We set the timing last night with a timing light and I had to replace a blown 15amp cooling fan fuse. I've two oil leaks to deal with, now. One is from the distributor o-ring and the other is from the oil pan gasket right by the crank pulley. Both should be easy and inexpensive fixes.
Did you use any liquid gasket when you installed the oil pan?
Replaced the distributor o-ring. The old one was crushed flat and very brittle. It's no wonder it leaked.
I also replaced the oil pan gasket, today. It was close to 40F out so I figured I'd take the opportunity to tackle some work because it'll get colder in January.
I also re-installed the interior.
With all that done, we jumped in and took her around the block for the first time in years.
I few things that need to be resolved:
1. There's oil still pouring out around the distributor. WTF.
2. Minor oil leak under the car. Probably the oil pan gasket, still. My guess is the nuts/bolts aren't all the same torque. I need to get a torque wrench that goes down that low.
3. #1 cylinder injector is leaking. Fuel sprayed all over the head. I'm lucky it didn't cause a fire.
4. Very high idle (~1,800 RPM). Need to check the throttle cable tension. We had to build a bracket since the LHT mod deletes the JRSC mount point for the cable.
5. Got lean. Probably because of the leaking injector. Honestly, I don't know how to read the Hondata info. I guess I've more research to do.
6. Car stumbled at WOT. Probably because of the leaking injector and poor throttle cable tension.
I've some pictures of the exhaust cylinders to upload later. The car has a total of ~20 minutes of run time and cylinder 4 had a little bit of gunk in the exhaust port. The others were totally clean. I'm not sure if that's anything I should be concerned with.
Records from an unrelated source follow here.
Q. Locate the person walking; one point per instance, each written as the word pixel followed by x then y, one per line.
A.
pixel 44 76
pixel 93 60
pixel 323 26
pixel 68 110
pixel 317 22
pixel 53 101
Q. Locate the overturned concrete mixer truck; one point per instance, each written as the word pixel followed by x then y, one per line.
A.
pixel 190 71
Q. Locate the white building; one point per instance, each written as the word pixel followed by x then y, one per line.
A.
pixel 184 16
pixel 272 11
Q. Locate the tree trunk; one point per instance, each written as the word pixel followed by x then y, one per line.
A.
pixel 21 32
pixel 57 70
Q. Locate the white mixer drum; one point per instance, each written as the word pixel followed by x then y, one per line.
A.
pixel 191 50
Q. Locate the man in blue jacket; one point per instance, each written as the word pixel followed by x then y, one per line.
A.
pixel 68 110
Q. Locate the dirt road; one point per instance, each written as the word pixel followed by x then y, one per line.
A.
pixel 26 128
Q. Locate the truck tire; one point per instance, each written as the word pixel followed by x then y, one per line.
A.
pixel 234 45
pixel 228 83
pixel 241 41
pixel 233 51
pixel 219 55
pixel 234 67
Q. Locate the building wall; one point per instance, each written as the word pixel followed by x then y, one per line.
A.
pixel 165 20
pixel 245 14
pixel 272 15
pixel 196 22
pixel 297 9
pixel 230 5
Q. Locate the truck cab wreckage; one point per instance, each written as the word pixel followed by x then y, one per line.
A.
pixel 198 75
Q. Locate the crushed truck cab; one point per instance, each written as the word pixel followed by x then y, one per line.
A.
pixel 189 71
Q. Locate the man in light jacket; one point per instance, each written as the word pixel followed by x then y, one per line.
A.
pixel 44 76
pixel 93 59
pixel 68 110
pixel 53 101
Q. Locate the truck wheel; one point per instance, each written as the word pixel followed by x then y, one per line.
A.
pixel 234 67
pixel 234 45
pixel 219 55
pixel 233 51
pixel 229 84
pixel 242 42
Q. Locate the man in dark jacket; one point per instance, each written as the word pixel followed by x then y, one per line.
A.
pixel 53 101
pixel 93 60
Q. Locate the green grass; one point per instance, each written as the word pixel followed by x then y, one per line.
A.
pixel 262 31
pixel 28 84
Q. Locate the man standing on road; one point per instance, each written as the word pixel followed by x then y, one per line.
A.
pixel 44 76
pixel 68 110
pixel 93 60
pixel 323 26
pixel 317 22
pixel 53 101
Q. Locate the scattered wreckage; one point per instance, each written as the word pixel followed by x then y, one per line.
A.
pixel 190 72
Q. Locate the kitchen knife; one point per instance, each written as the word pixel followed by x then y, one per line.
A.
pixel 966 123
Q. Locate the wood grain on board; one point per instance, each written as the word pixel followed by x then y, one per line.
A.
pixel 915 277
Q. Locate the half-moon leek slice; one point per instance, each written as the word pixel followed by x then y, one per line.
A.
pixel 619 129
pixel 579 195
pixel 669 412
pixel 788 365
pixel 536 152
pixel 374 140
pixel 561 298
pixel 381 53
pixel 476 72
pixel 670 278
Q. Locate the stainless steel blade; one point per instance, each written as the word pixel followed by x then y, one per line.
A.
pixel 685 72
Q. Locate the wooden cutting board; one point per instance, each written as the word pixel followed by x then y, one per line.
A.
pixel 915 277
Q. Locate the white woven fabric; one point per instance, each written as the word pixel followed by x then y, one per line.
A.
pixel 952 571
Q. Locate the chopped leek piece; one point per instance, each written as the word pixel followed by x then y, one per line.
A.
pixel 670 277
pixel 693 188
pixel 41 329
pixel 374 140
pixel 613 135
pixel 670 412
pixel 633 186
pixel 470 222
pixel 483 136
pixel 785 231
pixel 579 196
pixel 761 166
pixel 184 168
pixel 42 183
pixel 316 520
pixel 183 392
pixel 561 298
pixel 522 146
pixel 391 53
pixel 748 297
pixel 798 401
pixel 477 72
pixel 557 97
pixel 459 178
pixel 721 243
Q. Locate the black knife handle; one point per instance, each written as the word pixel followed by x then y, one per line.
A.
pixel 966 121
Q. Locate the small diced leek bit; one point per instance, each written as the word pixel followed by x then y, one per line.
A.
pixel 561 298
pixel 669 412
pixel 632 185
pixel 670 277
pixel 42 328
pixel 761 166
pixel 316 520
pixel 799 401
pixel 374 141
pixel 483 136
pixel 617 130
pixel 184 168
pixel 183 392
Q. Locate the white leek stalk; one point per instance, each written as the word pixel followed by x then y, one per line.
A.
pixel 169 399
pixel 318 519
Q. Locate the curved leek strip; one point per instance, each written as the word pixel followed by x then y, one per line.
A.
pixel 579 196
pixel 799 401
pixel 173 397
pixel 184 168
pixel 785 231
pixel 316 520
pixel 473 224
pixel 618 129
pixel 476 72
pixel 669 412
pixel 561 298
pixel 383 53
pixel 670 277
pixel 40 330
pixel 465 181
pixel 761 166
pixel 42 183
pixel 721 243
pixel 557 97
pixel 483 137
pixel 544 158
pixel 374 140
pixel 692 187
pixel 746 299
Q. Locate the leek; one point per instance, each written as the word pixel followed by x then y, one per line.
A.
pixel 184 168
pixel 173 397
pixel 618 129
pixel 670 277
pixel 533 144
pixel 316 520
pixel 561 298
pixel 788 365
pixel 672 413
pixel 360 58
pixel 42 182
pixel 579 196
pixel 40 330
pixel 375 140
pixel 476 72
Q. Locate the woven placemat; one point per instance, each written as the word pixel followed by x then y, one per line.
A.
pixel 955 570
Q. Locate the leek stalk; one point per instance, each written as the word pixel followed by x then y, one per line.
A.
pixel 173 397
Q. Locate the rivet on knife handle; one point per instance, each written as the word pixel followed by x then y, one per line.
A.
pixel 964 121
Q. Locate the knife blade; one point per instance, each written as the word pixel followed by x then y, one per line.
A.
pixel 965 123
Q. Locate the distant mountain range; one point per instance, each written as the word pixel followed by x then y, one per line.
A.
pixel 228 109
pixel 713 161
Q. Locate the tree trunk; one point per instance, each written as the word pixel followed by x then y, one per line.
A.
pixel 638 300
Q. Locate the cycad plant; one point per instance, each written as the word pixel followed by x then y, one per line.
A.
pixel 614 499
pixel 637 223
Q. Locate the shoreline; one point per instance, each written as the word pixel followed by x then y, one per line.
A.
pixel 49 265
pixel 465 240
Last edited by CX-Adam; Jan 27, 2017 at 03:46 PM.
Reason: hoped to jumped
After a cumulative 20 or so minutes of running, I would expect the exhaust cylinders to have an even distribution of oil and ****. Once I get everything running, I'll have to do a pressure test and maybe a leakdown to see if there's a reason. I also have the valve cover venting back to the intake so maybe that's a problem.
Yeah man, good to see you got some time on your hatch!
I hope you figure out the oil leaks - those bug the F out of me!
Very cool you figured out the fuel leak - those are scary.
I know what you mean about the temperatures, very little work done this weekend, but it did get over 40 with a little sun, so I got some time in on Saturday...
Got some tinkering done last night. I thought I had new O-Rings for the injectors lying around but I couldn't find them so I had to find something else to work on. Instead, I got a swivel socket from the hardware store and was finally able to check the Intake Manifold stud below the Cylinder 1 Intake runner. Thankfully it was tight. This took some doing as the JRSC support brackets had to be messed with to get sight.
I also replaced the 200k+ mile fuel filter. The kid at the parts store that sold me the filter wished me luck on the bottom fitting but it was no problem at all. I had to climb up onto the car in order to work it back into place but it threaded in easy enough. Plus, the position of my TB is nice and low and out of the way with the JRSC setup.
I was going to clean my FITV but I didn't feel like undoing my catch can lines so I called it a night and went inside.
Cleaned the FITV in 14*F temps. No pics. I was using my phone to listen to podcasts.
P.S. the throttle body was spotless so there's no oil blowing back into the intake from the valve cover. The sludge in the exhaust ports must be from something else.